Guillaume Tendron
On m’appelle John « long stick » parce que je suis grand et mince comme un bâton. Je fais partie des « oubliés » de l’histoire de la Grande Amérique. Ceux que les « dust bowl », les tornades de poussières ont laissé sur le bas-côté. Ce jour-là, j’ai tout perdu : ferme, femme et enfants.

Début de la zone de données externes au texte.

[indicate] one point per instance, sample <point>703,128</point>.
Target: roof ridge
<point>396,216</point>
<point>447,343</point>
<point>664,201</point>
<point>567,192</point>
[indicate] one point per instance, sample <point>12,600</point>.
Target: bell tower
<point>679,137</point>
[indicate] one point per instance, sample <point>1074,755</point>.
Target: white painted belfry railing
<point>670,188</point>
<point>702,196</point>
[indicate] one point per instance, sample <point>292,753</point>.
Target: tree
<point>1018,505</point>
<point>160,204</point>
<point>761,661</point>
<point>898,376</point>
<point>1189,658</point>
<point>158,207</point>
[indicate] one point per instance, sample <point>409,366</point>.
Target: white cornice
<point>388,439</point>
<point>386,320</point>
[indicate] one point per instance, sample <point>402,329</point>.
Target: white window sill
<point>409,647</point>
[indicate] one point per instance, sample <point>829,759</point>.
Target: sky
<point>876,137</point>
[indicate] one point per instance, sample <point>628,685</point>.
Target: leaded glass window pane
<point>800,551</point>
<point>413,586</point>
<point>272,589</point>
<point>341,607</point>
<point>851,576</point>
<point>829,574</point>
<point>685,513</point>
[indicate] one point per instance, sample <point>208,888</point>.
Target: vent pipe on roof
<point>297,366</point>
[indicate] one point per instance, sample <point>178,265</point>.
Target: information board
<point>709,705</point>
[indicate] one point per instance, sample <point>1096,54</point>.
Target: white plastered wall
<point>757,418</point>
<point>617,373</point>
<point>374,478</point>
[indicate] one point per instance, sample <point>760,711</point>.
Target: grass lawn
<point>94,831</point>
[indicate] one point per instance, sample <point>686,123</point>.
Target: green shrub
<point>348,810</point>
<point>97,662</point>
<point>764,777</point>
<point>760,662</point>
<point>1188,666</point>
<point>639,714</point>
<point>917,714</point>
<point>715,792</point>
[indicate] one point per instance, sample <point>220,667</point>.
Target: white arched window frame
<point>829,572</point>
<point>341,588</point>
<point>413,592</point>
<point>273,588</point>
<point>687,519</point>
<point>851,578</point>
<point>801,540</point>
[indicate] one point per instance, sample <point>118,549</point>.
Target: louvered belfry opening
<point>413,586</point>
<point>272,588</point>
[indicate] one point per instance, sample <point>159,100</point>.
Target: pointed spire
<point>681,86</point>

Après j’ai pris la route. J’ai erré longtemps, les hasards de la vie m’ont mené à cette gare en plein Middle West. Bref nulle part. D’ici on part vers l’Est ou l’Ouest, on ne revient jamais.
Le train s’y arrête chaque pour s’approvisionner en charbon et en eau. Le chauffeur et le mécanicien graissent la mécanique du monstre. Pendant ce temps, la gare s’anime, on charge des colis et des lettres dans le wagon postal, des provisions pour le restaurant de la 1 ère classe. Des vendeurs à la sauvette vendent sandwichs et babioles à travers les fenêtres des voitures de 2 ème et troisième classe.
Vivant dans une remise au bout du quai, je suis le témoin privilégié de la pièce de théâtre qui se joue autour du train. Grâce à la complicité, du chef de gare, je gagne quelques shillings. Chaque jour il me donne la pièce pour balayer la poussière du quai.
Parfois je cire les chaussures de ses Messieurs Dames de première, lorsqu’ ils daignent faire escale, avant de repartir. Il ne faudrait pas que la poussière et la boue ne gâtent leurs souliers vernis. J’économise chaque shilling dans l’espoir, qu’un jour de pouvoir moi aussi m’arracher d’ici, prendre le train et partir vers un avenir meilleur.
Les trains passent et la vie aussi. Elle est rythmée par l’arrivée et le départ des trains en gare. Et chaque fois une pièce de plus.
J’ai dressé une petite souris que j’ai appâté avec des croûtes de fromages ramassées dans les poubelles du buffet de la gare. Je lui ai appris quelques tours et elle me tient compagnie. Et hop ! quelques pièces tombent dans mon chapeau !!!
Les trains passent, bientôt je pourrais aller au guichet et acheter mon billet ; Un billet de troisième classe.
J’ai bien trop peur de monter en fraude dans un wagon de marchandises. Je ne suis pas un aventurier. Un agent du train pourrait me surprendre ou je pourrais faire une mauvaise rencontre, il reste encore quelques desperados sur les routes de la sauvage Amérique.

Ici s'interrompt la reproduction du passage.